"We expect the streaming ad prices to solidify as advertisers gain experience with the medium, much as has happened with other digital offerings like Instagram Reels. Targeting and measurement should also improve, boosting demand. Still, we don't believe the advertising opportunity is large enough to allow Netflix to sustain its current growth rate as its most important markets, especially the United States, near maturity."
"We still view Netflix's share as substantially overvalued. For traditional media firms, streaming ad revenue won't replace declining traditional television revenue anytime soon, but we expect it will enable their streaming operations to continue improving margins. Alphabet shares have also surged on the release of proposed remedies in the Google Search antitrust case. The court's decision largely confirmed our view, and we haven't adjusted our fair value estimate, which sits below the stock's price for the first time in over a year."

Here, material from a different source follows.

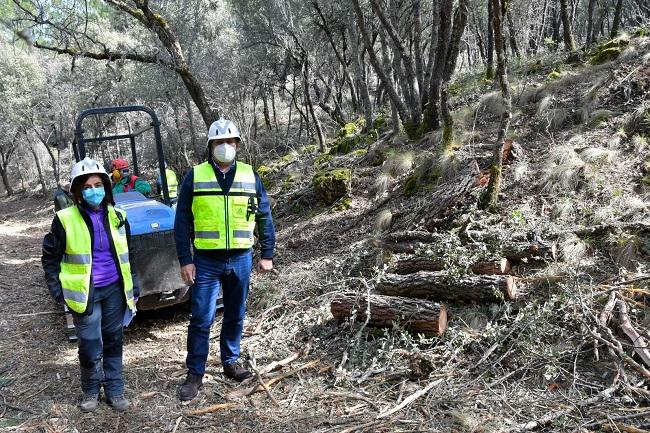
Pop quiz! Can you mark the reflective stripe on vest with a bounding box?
[56,206,135,313]
[192,161,258,250]
[165,168,178,198]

Digital advertising demand has rebounded in traditional search and social, with Google Search and Meta posting accelerating third-quarter sales growth driven by high-single-digit pricing increases. The connected-TV market faces weak streaming ad prices amid surging inventory as viewers shift from traditional television to streaming and ad-supported offerings. Five major traditional media companies collectively reported only a 2% increase in streaming ad revenue year-over-year. Streaming ad pricing is expected to stabilize as advertisers gain experience and targeting and measurement improve, but streaming ad monetization is unlikely to sustain Netflix's current growth. Alphabet remains well-positioned in cloud and AI but appears richly valued.